The Zolberg Institute in Migration and Mobility and the Sociology Department Present:
Religion, Ethnicity, and Democracy in Israel Workshop Horit Peled & Yoav Peled
The Religionization of Israeli Society
An examination of the growing saliency of religious personalities, religious themes, and the religious outlook in Jewish Israeli society, in order to test the argument that Israeli society is undergoing a process of religionization, as well as the counter-argument, that secular-religious relations among Jews in Israel went into crisis in the 1980s and that the society had actually secularized, in one way or another, during the 1990s. We seek to explain the causes and significance of these two processes and the seeming contradiction between them, as well as the variance in the trajectory of religionization as between different historical periods.

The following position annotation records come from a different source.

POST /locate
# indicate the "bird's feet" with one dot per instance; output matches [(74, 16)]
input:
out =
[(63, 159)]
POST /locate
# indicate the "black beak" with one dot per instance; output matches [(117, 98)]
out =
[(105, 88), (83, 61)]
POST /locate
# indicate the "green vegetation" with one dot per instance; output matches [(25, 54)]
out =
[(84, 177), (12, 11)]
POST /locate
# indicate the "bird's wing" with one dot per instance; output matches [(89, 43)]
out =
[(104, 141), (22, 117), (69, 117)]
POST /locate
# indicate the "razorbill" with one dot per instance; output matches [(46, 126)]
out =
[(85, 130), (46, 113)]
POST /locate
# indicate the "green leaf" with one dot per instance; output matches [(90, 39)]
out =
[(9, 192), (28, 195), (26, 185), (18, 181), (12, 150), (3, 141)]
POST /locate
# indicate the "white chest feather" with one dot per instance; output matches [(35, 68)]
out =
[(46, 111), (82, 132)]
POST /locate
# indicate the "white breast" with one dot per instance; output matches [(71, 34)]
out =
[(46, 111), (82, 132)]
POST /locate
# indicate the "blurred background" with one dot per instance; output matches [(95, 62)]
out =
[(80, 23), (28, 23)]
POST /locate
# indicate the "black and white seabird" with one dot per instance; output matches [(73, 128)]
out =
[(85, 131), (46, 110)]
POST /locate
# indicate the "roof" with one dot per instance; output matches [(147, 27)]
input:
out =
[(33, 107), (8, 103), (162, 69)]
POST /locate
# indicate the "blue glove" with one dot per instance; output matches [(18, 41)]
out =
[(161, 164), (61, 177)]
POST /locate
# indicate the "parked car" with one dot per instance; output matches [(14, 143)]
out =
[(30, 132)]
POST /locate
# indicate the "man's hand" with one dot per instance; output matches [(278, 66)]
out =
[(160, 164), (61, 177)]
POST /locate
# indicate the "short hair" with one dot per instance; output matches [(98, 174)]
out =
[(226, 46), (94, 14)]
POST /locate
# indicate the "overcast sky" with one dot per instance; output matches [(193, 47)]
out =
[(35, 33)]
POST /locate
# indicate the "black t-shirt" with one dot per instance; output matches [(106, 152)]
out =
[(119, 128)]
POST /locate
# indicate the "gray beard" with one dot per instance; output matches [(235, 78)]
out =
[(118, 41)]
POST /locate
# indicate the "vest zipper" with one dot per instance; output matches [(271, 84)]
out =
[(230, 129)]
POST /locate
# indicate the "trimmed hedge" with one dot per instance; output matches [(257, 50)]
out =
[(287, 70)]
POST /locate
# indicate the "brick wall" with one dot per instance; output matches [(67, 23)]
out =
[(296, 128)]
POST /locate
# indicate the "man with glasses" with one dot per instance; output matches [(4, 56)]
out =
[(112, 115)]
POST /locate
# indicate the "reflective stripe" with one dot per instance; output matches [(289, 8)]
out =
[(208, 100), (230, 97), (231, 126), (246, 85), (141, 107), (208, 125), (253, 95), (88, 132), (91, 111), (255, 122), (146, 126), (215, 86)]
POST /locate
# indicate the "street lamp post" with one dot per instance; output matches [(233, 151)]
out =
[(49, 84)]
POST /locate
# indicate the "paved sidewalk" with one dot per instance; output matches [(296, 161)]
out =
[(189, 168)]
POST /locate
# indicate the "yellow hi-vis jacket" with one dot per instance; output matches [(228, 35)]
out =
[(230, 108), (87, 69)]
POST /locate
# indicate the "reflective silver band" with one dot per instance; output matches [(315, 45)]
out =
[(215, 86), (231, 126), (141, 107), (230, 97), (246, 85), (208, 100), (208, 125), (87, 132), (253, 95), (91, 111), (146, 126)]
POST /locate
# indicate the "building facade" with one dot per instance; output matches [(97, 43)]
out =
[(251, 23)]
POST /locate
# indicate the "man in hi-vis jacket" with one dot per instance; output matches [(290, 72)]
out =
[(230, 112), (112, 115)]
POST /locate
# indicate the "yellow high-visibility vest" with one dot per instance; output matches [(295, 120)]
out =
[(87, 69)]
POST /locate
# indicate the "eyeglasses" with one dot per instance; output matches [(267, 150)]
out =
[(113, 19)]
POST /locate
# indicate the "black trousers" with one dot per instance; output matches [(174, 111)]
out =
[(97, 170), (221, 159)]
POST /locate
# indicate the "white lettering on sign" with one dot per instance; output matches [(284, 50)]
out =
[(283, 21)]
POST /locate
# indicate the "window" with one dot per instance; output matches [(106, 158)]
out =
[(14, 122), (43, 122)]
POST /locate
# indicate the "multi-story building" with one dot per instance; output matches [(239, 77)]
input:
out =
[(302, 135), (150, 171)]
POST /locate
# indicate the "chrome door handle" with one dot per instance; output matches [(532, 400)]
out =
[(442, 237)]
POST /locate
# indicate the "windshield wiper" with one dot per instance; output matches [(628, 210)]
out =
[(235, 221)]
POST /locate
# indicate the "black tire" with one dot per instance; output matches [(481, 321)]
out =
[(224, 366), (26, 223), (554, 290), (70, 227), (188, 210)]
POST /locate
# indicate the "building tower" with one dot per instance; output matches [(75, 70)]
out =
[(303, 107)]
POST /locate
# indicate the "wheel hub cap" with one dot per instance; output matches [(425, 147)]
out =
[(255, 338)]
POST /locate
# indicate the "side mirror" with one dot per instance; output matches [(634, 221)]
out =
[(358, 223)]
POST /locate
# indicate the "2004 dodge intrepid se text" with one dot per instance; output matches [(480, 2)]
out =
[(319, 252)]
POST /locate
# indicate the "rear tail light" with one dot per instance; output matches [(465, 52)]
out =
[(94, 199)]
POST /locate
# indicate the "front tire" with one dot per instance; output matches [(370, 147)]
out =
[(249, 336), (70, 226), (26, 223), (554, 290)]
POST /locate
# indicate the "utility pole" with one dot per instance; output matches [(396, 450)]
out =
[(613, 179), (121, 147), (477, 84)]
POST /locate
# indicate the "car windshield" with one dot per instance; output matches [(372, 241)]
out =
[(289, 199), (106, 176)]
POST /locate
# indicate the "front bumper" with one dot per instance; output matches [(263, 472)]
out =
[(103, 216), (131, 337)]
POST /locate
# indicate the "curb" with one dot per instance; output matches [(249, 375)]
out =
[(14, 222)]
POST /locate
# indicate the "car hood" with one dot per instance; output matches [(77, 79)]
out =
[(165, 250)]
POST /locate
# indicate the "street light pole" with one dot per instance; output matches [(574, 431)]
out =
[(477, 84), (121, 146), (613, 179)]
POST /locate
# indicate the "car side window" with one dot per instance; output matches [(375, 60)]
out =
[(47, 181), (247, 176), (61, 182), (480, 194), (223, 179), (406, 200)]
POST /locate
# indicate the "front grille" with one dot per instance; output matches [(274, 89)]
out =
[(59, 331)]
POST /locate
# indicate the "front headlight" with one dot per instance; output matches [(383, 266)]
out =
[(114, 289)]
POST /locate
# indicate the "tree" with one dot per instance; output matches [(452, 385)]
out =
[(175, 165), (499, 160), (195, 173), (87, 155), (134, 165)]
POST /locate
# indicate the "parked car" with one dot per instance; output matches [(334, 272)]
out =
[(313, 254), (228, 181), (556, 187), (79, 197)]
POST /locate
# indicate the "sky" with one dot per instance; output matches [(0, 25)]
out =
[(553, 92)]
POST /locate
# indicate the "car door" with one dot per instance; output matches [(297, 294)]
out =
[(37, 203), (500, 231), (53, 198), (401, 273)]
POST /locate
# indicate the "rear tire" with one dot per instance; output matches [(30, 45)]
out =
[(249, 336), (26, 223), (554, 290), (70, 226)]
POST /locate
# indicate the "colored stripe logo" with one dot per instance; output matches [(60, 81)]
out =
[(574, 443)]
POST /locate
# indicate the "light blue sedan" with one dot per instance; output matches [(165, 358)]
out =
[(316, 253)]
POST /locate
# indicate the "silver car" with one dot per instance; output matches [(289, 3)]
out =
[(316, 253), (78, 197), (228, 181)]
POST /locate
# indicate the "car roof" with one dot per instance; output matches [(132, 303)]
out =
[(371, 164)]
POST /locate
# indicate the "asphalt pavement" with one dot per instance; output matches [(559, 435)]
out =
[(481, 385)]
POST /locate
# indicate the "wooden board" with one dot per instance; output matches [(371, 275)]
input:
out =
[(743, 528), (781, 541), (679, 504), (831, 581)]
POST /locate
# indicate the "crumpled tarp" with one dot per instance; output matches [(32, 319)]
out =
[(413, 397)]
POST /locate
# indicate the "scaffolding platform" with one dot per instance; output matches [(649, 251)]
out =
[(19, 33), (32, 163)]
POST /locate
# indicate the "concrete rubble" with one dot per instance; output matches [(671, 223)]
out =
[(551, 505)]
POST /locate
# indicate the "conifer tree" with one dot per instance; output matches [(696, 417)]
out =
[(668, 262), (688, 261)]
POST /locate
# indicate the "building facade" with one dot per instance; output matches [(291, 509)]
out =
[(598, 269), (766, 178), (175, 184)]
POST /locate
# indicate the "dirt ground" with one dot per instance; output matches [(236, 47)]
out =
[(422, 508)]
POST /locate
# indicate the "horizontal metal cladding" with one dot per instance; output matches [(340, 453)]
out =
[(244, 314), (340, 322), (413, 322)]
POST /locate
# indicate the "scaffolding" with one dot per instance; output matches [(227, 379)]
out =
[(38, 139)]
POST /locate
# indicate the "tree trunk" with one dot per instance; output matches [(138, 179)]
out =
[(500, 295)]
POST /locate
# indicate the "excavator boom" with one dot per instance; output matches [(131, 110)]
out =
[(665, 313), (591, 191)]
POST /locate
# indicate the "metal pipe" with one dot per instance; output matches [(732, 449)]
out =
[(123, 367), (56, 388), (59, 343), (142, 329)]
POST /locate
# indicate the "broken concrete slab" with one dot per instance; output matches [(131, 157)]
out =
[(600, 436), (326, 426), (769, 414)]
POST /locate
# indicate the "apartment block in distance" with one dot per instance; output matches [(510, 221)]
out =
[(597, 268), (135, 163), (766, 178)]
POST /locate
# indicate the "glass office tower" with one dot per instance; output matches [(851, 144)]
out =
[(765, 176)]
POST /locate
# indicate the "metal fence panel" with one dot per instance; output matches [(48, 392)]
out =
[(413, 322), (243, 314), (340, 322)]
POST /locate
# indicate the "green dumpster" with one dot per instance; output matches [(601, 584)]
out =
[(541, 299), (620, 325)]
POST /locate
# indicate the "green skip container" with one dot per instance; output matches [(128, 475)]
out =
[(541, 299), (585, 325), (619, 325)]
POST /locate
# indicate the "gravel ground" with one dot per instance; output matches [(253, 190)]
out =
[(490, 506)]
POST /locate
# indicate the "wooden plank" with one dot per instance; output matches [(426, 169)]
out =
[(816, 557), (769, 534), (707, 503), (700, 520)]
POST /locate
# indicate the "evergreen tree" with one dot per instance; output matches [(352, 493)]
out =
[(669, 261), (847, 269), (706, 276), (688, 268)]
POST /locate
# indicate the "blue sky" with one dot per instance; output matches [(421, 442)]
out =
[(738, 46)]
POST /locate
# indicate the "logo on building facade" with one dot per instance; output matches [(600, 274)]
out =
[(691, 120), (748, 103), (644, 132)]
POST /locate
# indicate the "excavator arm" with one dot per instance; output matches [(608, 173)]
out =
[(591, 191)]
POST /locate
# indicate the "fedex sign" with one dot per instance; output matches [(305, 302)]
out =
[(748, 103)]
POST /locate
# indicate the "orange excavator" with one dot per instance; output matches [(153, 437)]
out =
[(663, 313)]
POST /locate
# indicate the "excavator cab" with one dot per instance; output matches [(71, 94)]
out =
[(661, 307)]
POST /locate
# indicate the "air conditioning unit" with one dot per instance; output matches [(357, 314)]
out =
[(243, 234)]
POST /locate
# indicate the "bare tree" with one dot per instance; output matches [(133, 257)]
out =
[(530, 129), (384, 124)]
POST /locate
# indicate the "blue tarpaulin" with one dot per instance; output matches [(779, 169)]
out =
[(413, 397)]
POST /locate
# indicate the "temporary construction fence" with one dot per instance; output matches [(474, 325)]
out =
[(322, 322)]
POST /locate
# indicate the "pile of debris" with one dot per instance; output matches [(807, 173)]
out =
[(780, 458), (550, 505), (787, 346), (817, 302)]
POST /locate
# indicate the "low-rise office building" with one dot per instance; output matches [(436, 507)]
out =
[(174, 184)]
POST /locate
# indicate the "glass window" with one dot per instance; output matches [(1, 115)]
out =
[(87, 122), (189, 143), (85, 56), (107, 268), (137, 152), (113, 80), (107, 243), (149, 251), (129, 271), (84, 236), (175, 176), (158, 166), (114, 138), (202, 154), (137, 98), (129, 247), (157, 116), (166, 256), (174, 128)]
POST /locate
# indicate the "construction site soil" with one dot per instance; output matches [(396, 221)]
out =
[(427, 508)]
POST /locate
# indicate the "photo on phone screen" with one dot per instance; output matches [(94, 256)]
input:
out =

Citizenship and Ethno-Democracy
Ethnic democracies can be sustainable if the two conflicting constitutional principles defining them as such — ethno-nationalism and liberal democracy — are successfully mediated by a third principle, whatever that may be. This argument is substantiated through the examination of three cases: one where ethnic democracy, while formally written into the constitution, never really took hold (Poland), one that was stable for fifty years and then collapsed in a relatively short time (N Ireland), and a third that was stable for 35 years and is now eroding (Israel). In each case I show how the lack, or deterioration of the mediating third principle is responsible for the difficulties experienced by ethnic democracy.